The timing of the question came a day before the House Judiciary Committee would have a hearing on the issue, reportedly, for the first time in a decade.
“I think we’re always a work in progress in this country, but no one currently alive was responsible for that, and I don’t think we should be trying to figure out how to compensate for it. First of all, it would be pretty hard to figure out who to compensate. … No, I don’t think reparations are a good idea,” McConnell said.
The House Judiciary Subcommittee on the Constitution, Civil Rights, and Civil Liberties held a meeting Wednesday (June 19) “to examine, through open and constructive discourse, the legacy of the Trans-Atlantic Slave Trade, its continuing impact on the community and the path to restorative justice.”
Between The World And Me author and activist Ta-Nehisi Coates attended the meeting and responded to McConnel’s comments.

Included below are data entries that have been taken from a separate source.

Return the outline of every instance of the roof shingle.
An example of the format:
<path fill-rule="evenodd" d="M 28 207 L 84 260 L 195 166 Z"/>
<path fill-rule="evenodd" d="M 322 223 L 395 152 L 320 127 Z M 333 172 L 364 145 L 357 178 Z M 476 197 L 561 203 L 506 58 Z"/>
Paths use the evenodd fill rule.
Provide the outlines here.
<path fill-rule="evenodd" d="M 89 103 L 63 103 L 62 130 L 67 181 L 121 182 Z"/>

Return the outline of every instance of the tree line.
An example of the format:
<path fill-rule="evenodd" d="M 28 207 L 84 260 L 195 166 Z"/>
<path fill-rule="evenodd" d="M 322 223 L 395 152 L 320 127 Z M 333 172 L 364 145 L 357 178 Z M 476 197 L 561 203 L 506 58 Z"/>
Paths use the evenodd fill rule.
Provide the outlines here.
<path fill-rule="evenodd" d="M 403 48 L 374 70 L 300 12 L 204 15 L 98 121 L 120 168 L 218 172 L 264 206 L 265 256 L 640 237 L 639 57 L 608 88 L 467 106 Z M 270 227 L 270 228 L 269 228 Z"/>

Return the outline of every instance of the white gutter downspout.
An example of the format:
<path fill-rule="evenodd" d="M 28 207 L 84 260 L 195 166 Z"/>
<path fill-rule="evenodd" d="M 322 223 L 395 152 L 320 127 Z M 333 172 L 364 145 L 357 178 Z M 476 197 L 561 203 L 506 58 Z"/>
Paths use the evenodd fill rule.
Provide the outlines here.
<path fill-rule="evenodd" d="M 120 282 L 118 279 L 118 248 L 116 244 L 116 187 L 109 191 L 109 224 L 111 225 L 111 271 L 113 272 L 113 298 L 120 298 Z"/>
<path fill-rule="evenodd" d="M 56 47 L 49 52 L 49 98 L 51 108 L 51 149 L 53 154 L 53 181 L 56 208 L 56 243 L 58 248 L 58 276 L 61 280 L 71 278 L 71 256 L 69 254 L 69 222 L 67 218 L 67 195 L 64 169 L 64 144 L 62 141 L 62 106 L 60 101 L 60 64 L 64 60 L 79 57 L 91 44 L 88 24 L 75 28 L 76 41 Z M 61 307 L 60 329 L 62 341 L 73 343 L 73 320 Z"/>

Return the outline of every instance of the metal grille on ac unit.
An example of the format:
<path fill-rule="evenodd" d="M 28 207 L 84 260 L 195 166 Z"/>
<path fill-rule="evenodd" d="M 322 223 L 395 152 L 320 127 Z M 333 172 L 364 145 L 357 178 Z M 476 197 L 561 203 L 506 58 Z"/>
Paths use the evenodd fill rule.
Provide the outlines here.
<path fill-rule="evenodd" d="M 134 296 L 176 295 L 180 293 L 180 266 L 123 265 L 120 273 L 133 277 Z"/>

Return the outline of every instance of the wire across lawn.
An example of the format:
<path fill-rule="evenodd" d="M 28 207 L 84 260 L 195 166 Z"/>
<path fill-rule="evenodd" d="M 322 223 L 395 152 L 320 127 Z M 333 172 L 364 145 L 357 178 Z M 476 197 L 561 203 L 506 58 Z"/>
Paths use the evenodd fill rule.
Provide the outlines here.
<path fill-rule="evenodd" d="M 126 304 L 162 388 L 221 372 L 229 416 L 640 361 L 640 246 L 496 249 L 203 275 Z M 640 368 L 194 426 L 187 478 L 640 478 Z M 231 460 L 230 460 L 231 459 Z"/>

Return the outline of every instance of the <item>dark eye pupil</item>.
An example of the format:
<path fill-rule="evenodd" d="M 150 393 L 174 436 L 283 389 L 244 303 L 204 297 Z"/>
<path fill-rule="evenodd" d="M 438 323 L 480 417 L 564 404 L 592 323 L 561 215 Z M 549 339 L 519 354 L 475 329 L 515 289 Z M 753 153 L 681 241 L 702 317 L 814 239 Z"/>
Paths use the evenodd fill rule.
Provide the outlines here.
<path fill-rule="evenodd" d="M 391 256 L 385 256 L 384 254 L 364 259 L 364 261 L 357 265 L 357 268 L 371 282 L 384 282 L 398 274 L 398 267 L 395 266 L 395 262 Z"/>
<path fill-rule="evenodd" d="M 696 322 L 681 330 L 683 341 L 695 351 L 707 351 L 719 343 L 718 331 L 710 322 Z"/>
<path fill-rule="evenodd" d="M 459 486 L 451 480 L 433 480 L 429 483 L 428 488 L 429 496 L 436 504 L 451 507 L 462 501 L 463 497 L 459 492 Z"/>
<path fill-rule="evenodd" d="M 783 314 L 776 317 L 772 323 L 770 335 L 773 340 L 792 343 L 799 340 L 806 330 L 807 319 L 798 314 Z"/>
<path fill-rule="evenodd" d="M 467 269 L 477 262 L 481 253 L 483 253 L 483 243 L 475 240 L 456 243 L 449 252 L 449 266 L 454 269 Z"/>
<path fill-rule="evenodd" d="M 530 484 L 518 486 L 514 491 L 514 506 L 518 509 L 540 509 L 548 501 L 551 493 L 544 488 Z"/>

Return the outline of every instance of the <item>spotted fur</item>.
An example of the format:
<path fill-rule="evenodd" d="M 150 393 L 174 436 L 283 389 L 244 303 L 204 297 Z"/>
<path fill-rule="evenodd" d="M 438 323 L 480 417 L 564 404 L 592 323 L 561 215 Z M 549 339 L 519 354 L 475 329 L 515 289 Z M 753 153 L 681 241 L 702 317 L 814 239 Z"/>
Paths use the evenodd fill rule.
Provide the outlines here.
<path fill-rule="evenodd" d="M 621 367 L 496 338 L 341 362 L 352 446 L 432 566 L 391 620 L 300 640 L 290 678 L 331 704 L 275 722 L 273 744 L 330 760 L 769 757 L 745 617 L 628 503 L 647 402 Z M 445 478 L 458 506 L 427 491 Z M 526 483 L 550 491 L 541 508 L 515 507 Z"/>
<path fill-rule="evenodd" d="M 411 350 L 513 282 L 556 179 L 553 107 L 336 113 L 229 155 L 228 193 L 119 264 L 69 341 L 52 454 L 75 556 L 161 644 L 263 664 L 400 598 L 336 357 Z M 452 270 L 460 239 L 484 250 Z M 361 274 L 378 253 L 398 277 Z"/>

“We grant that Mr. McConnell was not alive for Appomattox,” Coates said, speaking of the battle that ended the Civil War. “But he was alive for the electrocution of George Stinney. He was alive for the blinding of Isaac Woodard. He was alive to witness kleptocracy in his native Alabama in a regime premised on electoral theft.”
Coates rose to literary stardom in 2014 when he laid bare the case for reparation in The Atlantic.
“McConnell cited civil rights legislation yesterday, as well he should because he was alive to witness the harassment, jailing, and betrayal of those responsible for that legislation. I am sure they’d love a word with the majority leader.”